Article
Author(s):
Dale Gerding, MD, highlights newest and most promising treatment approaches and preventions for C difficile.
The landscape of treatment approaches and preventative practices for C difficile is widespread diverse. With new developments, such as vaccines and fecal transplants making strides, patients and physicians are gaining more options than ever before.
While at the 6th International C diff Awareness Conference and Health EXPO in Philadelphia, Pennsylvania, Dale Gerding, MD, research physician of infectious diseases at Edward Hines, Jr. Veterans Affairs Hospital, spoke with MD Magazine® about the newest and most promising treatment approaches and preventions for C difficile.
Interview transcript (modified slightly for readability):
MD Magazine®: What are the newest and most promising treatment approaches and preventions?
“That's a good question. It's hard to know what to say is most promising because there are immunologic approaches that are already there with monoclonal antibodies that actually provide additional prevention of recurrence.

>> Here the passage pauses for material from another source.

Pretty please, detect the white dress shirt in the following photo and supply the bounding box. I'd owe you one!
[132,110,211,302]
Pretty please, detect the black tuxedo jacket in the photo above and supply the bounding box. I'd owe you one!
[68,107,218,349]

Vaccines are in development. They may ultimately be the way that we provide long-term prevention, but, also very promising are things like microbiome replacement, or sometimes called fecal transplant technologies, which either can be derived directly from donor feces and either provided as a preparation that can be given by enema or by colonoscopy, or—and this is the direction all of this is going—either gliflozin frozen or put into capsules.
These capsule approaches are going to be much more practical and much more acceptable by patients [by] avoiding having to have anesthesia for a colonoscopy—for example—or even a bowel prep for colonoscopy, which for those who have had a colonoscopy know, the bowel prep is the worst part of the whole procedure.
Then, there are other approaches to prevention that look like they might be effective when antibiotics are administered to patients, and 1 of them is a beta lactamase that actually prevents this destruction of the microbiome by the drug in the gut. That can be used with beta-lactam antibiotics. There's also an activated charcoal preparation that is under investigation that will tie up the drug in the colon so that the microbiome is not affected.
In something called nontoxigenic C difficile, which I work on extensively, actually just replaces the pathogen in the toxigenic C difficile with a nontoxigenic strain that is harmless, and when that's present, it keeps out toxic strains of C difficile.”